Эскадрилья организована недавно, но уже уничтожила шесть немецких самолетов. На аэродромах противника она уничтожила еще шесть одноместных и два двухмоторных самолета. Что ж, для начала неплохо, хотя летчики мечтают о большем. Оно будет! Будет полк. Будут французские летчики — Герои Советского Союза!
Наши летчики прекрасно отзываются о французах. Они уважительно говорят:
— Умеют ребята воевать. Красиво работают…
Также уважительно говорят и о наших летчиках французы:
— Русские знают свое дело. Серьезная работа.

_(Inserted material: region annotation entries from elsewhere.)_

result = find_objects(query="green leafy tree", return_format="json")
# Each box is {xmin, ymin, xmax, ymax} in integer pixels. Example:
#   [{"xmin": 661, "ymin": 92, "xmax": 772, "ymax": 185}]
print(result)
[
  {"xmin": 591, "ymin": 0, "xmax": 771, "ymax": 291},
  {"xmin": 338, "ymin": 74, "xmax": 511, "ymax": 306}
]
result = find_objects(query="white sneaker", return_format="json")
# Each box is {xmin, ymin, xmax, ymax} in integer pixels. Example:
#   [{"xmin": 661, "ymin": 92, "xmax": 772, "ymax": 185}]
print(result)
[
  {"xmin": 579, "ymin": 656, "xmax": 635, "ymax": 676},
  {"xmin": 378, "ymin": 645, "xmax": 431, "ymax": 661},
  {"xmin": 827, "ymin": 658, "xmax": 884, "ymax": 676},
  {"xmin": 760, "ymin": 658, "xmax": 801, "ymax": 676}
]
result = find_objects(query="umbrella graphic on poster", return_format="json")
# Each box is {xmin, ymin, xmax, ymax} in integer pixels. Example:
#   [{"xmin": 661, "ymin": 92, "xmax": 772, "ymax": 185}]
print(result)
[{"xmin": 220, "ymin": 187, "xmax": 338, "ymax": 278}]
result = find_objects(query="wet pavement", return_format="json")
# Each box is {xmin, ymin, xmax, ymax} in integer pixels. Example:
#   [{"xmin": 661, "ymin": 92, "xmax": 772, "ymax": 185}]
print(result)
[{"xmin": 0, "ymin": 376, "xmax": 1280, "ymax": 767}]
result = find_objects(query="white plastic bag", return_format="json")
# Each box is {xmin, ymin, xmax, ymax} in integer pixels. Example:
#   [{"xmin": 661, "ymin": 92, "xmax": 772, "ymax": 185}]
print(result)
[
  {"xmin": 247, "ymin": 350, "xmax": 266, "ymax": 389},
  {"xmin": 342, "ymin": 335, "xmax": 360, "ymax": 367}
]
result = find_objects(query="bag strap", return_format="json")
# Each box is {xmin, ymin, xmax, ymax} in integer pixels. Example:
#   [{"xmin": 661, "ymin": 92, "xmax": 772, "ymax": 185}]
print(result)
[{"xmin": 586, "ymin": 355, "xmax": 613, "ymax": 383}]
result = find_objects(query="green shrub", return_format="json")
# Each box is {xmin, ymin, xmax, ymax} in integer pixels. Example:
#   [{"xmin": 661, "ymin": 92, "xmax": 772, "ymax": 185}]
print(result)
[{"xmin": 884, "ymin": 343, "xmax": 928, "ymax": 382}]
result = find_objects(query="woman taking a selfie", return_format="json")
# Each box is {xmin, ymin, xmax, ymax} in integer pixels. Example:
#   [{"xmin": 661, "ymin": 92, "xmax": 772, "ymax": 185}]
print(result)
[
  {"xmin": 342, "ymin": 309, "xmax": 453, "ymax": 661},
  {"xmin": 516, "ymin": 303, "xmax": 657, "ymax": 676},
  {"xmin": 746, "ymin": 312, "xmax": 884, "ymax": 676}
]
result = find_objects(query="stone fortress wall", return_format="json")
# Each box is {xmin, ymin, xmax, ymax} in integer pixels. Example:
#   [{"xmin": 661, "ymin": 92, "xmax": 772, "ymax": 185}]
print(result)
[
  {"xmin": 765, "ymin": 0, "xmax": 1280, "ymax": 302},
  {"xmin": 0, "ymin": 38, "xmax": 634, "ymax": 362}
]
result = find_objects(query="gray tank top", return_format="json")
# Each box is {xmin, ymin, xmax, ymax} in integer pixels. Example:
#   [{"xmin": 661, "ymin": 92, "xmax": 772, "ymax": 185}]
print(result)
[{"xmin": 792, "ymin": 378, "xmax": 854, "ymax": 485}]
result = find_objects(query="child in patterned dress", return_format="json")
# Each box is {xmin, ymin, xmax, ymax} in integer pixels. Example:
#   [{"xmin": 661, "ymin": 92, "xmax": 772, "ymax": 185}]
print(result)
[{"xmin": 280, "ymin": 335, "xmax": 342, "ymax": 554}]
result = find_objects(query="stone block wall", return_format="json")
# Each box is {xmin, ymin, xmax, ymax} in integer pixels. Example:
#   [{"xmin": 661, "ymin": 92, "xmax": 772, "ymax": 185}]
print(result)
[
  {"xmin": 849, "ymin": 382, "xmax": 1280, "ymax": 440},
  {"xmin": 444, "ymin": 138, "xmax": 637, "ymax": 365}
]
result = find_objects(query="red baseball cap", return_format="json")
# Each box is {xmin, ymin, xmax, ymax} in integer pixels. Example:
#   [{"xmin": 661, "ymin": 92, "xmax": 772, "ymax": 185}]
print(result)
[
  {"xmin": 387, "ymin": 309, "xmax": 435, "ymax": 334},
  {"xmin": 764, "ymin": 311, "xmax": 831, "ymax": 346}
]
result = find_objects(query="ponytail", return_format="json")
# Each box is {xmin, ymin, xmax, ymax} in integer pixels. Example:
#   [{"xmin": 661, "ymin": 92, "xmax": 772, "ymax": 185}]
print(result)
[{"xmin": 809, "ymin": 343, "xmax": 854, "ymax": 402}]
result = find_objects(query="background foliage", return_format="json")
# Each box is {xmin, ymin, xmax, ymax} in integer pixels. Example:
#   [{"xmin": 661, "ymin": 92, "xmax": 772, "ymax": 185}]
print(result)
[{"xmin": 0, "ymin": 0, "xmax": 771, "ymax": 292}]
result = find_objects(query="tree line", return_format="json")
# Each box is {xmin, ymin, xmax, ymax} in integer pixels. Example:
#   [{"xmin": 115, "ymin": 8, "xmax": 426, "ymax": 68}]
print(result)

— Бравые люди эти русские летчики.
Все, что рассказал майор Жан Тюлан, было опубликовано в газете. Вот только его имя мы не смогли назвать. Во Франции осталась семья Тюлана, и нам пришлось ограничиться его инициалами…

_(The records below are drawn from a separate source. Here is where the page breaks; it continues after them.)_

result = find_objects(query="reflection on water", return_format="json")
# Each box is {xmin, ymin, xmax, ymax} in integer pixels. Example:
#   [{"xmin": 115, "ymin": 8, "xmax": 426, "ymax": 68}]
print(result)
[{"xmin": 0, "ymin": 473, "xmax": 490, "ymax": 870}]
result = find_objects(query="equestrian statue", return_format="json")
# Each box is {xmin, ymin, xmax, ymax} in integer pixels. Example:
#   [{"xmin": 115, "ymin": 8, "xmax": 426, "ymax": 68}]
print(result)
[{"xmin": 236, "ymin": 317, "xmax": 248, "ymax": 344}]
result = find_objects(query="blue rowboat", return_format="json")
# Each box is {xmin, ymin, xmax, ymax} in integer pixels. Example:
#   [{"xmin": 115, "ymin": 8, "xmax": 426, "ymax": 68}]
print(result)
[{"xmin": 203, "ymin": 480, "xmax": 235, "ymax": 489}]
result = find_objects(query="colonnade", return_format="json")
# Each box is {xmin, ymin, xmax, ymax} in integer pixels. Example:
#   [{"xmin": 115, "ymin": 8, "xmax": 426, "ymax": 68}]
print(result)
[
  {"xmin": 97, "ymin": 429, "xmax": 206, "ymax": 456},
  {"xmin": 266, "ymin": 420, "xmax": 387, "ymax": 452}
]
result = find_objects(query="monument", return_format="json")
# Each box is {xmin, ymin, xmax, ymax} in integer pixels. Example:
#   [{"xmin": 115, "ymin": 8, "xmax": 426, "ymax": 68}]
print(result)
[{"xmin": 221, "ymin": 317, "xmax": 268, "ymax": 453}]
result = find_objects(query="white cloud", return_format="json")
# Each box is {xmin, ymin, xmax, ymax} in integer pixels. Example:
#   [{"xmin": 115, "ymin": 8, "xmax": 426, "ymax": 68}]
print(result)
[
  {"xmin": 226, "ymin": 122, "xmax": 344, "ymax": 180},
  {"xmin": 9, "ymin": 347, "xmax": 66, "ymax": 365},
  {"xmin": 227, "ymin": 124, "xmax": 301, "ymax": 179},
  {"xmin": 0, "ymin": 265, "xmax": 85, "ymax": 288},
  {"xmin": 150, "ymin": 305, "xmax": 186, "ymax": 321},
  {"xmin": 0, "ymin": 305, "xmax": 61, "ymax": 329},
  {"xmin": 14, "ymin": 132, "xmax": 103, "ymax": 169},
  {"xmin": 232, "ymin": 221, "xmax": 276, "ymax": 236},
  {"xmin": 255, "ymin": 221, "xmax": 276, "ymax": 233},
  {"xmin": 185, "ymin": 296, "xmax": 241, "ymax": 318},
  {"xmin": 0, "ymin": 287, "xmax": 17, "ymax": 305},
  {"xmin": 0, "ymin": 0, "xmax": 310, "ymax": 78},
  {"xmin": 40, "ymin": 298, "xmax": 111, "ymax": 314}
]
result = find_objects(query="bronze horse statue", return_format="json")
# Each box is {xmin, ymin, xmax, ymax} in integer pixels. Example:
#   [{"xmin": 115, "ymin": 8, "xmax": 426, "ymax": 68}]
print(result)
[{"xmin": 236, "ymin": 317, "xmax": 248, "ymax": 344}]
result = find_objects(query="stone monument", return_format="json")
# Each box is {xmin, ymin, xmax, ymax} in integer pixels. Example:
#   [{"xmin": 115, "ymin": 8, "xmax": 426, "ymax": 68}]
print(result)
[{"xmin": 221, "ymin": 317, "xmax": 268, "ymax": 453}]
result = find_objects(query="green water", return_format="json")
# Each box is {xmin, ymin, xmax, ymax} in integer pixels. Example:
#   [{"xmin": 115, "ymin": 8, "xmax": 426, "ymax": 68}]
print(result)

Юрий Либединский вслед за сталинградским очерком сдал еще один: «Казачья дочь». Начинается он так:
«По станицам захваченного немцами Термосинского района шла слава об Ане Обрывкиной, неуловимой партизанской разведчице…» А далее — рассказ о ее подвиге. До войны — секретарь комсомольской организации станицы Нижне-Гнутовской. Сирота, она не помнила матери. В первые же дни, когда немцы захватили станицу, она вступила в партизанский отряд. В один из поздних осенних дней сорок второго года, когда Аня пришла в родную станицу, ее схватили немцы. Свидетели ее мучений рассказывали:
— На рассвете ее кинули в общую камеру. Она была почти без сознания. Волосы ее стали темны и влажны от крови. Когда она пришла в себя, говорить с ней было трудно, она почти оглохла от побоев, кашляла кровью. Немцы ее уговаривали: «Тебе девятнадцать лет, тебе жить хочется, скажи, где партизаны, мы наградим и отпустим тебя. Никто ничего не будет знать…» Ее били и пытали всю ночь.

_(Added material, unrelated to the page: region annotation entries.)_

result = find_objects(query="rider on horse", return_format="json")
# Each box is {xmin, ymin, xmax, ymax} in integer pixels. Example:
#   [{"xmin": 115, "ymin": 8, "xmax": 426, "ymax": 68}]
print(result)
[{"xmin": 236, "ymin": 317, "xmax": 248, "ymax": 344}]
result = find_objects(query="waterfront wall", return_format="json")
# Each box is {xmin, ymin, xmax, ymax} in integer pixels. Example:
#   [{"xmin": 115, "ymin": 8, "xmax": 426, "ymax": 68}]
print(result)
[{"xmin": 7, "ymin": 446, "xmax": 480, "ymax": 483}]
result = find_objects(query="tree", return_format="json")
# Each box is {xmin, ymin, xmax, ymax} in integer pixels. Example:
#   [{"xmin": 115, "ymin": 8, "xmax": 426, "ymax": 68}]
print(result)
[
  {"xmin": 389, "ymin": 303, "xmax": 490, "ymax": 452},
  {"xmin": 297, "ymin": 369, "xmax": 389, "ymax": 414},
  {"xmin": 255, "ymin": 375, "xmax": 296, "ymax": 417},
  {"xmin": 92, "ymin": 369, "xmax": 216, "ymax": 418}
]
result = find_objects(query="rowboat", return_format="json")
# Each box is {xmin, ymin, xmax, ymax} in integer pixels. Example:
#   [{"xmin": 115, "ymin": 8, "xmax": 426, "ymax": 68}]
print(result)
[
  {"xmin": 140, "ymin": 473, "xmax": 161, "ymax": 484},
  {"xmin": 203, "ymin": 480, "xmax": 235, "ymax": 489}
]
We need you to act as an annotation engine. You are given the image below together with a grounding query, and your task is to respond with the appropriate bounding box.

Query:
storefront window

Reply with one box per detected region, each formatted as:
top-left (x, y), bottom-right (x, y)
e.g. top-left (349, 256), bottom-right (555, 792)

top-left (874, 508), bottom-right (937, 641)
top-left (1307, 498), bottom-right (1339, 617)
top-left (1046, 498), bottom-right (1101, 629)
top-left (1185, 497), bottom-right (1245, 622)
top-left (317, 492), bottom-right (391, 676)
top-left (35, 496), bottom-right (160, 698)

Назавтра люди увидели ее. Она была на себя не похожа. Она не шла, а тащилась по земле. Плакали взрослые, молчали дети. В студеный день без обуви, в окровавленных чулках фашисты гнали ее Термосиным и хутором Захаровским по оврагам, рощам, по тем местам, где, чуяли немецкие ищейки, должны были проходить партизанские тропы, кричали ей по-немецки и по-русски: «Скажи, укажи, где партизаны?» Но молчала донская земля — ничего не говорила казацкая дочь Анна Обрывкина. Снова ее мучили и били. Но не выдала героиня своих. Только сестра ее, которая неотступно шла по ее кровавому следу, слышала, как она стонала: «Мама… мама…»
И писательское, щемящее душу объяснение: «Осиротев в раннем детстве, Аня никого не называла мамой. Но так велики были ее мучения, что они исторгли из ее души это заветное слово».
Муки ее кончились возле хутора Захаровского. Там враги признали себя побежденными, там они застрелили Аню. И так велика была злоба немцев против девушки, которую они не смогли победить, что с ней и мертвой сводили свои счеты, запретив ее похоронить.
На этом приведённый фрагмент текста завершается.